The undisclosed cost of the project, expected to exceed £1m per year, will be covered by capital grants and rent from the centre's tenants. Work exploring the feasibility of "more expansive options" is ongoing, according to a council report.
Coventry City Councillor David Welsh, who has responsibility for culture and the arts, said the centre will create a base for some of the UK's foremost national artworks and cultural organisations.
"This exciting and amazing proposal really is a once in a lifetime opportunity to create something Coventry people can be rightly proud of as well as a national and international centre of excellence that will be a lasting legacy from our year as City of Culture."
The primary project partners - ACE, Coventry City Council, Culture Coventry Trust - will work in collaboration with Coventry City of Culture
Spokespeople for the project said it would not be sited in Coventry were it not for the City of Culture year.

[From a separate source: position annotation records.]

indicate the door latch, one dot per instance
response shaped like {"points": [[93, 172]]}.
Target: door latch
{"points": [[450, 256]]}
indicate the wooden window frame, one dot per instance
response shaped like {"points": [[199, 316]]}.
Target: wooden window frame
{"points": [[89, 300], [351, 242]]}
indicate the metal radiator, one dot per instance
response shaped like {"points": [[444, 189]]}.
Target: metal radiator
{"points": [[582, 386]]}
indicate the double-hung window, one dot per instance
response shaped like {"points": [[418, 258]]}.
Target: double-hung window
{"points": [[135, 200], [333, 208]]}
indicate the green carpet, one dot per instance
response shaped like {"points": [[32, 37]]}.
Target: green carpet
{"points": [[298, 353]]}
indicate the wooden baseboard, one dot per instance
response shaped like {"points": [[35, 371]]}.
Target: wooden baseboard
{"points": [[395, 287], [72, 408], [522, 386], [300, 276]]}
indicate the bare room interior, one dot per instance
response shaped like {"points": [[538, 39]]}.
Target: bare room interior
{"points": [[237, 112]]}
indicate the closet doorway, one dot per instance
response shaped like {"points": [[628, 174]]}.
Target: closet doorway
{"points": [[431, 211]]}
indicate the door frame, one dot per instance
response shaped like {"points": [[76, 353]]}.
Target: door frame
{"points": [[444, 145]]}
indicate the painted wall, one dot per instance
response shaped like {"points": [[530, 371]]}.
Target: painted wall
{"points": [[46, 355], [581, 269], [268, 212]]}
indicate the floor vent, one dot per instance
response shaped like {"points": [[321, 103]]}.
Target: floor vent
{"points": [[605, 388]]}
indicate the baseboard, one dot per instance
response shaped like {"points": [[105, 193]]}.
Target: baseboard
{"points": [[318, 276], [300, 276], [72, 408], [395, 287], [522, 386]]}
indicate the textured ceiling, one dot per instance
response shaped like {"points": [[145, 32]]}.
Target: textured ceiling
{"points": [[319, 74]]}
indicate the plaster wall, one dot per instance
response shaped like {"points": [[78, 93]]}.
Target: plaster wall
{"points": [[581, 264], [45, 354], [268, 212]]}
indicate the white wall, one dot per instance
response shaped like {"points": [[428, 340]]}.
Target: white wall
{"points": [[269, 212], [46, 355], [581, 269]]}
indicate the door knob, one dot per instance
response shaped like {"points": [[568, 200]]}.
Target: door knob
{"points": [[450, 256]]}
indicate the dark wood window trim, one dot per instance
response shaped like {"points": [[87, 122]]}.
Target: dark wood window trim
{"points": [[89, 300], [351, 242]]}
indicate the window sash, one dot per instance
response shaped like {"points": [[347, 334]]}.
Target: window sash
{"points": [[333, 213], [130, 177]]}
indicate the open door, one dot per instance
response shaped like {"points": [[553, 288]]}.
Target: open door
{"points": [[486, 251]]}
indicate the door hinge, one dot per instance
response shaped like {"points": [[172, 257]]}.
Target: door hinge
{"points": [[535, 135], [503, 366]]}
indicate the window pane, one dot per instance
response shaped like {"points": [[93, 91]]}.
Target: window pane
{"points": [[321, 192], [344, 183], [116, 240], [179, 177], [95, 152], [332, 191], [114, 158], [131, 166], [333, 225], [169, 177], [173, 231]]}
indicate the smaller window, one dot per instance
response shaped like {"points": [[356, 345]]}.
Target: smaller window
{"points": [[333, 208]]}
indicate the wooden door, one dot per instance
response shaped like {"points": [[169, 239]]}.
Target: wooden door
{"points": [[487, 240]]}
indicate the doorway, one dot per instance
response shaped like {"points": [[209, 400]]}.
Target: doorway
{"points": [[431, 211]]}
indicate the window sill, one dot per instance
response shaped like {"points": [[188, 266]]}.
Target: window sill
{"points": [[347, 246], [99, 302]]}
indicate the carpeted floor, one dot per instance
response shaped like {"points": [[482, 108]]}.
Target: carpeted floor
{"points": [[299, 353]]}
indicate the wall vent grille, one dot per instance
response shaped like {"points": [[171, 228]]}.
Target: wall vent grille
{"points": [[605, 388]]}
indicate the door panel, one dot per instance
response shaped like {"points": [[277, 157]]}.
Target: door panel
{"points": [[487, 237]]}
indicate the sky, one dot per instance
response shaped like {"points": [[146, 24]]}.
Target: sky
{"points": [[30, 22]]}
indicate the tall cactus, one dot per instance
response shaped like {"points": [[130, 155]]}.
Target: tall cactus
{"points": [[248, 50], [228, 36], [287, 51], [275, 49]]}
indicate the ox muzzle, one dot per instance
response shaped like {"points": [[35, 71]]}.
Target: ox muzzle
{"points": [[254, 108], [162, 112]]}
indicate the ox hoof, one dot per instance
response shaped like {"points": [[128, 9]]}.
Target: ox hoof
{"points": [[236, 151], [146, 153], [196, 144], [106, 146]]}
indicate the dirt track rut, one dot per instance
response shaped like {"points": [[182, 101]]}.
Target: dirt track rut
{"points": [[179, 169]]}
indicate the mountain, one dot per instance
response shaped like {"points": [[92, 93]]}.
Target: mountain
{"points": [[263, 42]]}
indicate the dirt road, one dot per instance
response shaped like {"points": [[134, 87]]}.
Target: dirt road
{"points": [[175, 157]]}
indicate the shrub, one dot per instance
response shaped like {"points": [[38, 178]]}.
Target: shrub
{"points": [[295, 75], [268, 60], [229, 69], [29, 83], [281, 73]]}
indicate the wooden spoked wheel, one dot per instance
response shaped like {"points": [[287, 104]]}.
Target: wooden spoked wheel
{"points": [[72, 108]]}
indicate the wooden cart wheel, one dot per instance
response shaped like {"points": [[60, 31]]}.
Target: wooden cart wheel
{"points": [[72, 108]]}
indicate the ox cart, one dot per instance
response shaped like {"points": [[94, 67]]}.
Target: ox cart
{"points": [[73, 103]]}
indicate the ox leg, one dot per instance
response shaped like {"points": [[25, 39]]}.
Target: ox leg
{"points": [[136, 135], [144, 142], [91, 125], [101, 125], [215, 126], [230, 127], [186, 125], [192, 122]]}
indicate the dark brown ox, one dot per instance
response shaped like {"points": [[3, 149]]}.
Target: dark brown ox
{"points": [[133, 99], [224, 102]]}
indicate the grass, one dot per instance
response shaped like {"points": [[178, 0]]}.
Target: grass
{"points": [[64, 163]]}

Coventry City of Culture Trust Chair David Burbidge said a lasting legacy for the showcase is crucial to creating long term change for the city.
A public exhibition space within the centre will open up opportunities for engagement, education and research. Coventry University has expressed interest in working with the centre to develop skills and potential future jobs for its 4,000 arts and humanities students.
The centre has the added benefit of freeing up Whitefriars Monastery, which currently stores an extensive transport collection and a human history collection for the Culture Coventry Trust, returning it to "its glory as an accessible, historic site of local and national significance," according to council documents.
By consolidating the challenges of collections management onto one site, Coventry will benefit from "the significant expertise and experience of working alongside national collections management teams".
"As well as providing a permanent and purpose-built facility... the proposals also provide an opportunity to convert an otherwise large, iconic and vacant building into a nationally significant and economically active asset for the city."
The National Collections Centre will provide "an important and recognisable platform" for Coventry to lead the national 'levelling up' agenda.
Coventry City Council believes not pursuing the centre now would mean missing out on opportunities to forge national partnerships, attract investment, and "demonstrate genuine physical and cultural legacy from the UK City of Culture 2021".
The facility will make Coventry the distribution centre for national art loans, positioning the 75-year-old Arts Council Collection "at the heart of this country," according to ACE Chief Executive Darren Henley.
Burbidge, of the City of Culture Trust, said: "Bringing national collections with international significance to Coventry will help to cement the city as a hugely important part of the UK's cultural profile."